RE: Conditional Set-Based Processing: Moving Towards a Best Practice for ETL

SSC Veteran

Points: 211

November 23, 2009 at 4:34 pm

Hi Folks,

I understand what is desired. Please don't get me wrong: set based processing has been around for a long long time. What is important here is to note the following:

1) Size of the source and target don't matter - whether big or small, set based processing is important.

2) Using cursors and iterating over rows runs much slower than using "array" or block style commands, regardless of whether it's written in ETL (SSIS) or SQL stored procedures, or other ETL engine technologies.

3) Speed is important when moving data to the warehouse from the staging area.

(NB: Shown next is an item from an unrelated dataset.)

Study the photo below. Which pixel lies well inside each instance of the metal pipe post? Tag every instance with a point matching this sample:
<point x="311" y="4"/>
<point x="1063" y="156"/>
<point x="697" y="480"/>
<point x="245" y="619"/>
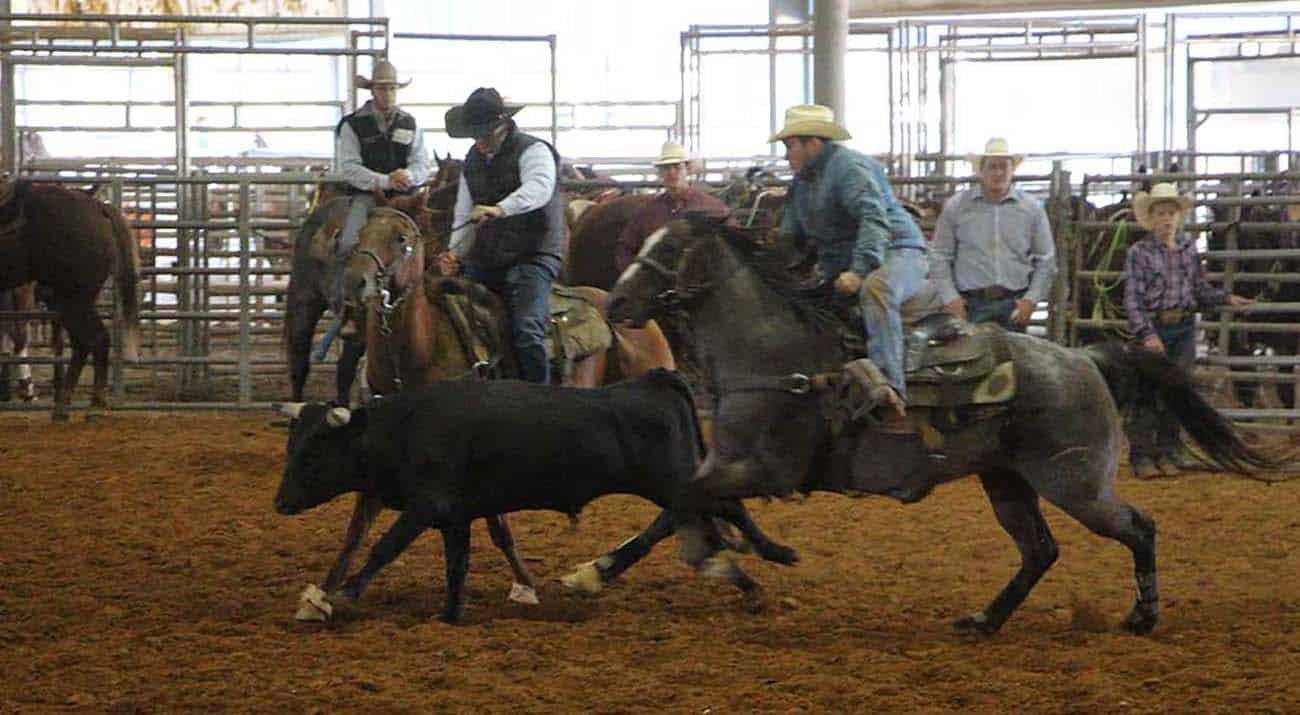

4) Road-blocks to performance are often setup because of the data modeling architecture (ie: requiring business rules to be applied to the data when loading from stage to warehouse).

5) Business rule processing can "break" the set based architectural approach

6) moving business rules downstream (hence putting RAW data in the data warehouse) allows the EDW to be compliant and auditable, it also leads to many opportunities to apply set based operations over block style commands.

7) The set based processing commands for inserts (when dealing with RAW data) allow these pieces to be specific against index matches, which in turn allow for maximum parallelism and maximum partitioning.

I've used many of these techniques on data warehouses ranging in size from 3MB to 3 Petabytes with great success, again - you don't have to have large data warehouses to see the benefits of set based processing, however you DO need to move the "processing business rules" out of the way, and allow the good, the bad, and the ugly data IN to the data warehouse - otherwise, you miss out on compliance and auditability.

Hope this helps,

Dan Linstedt

DanL@DanLinstedt.com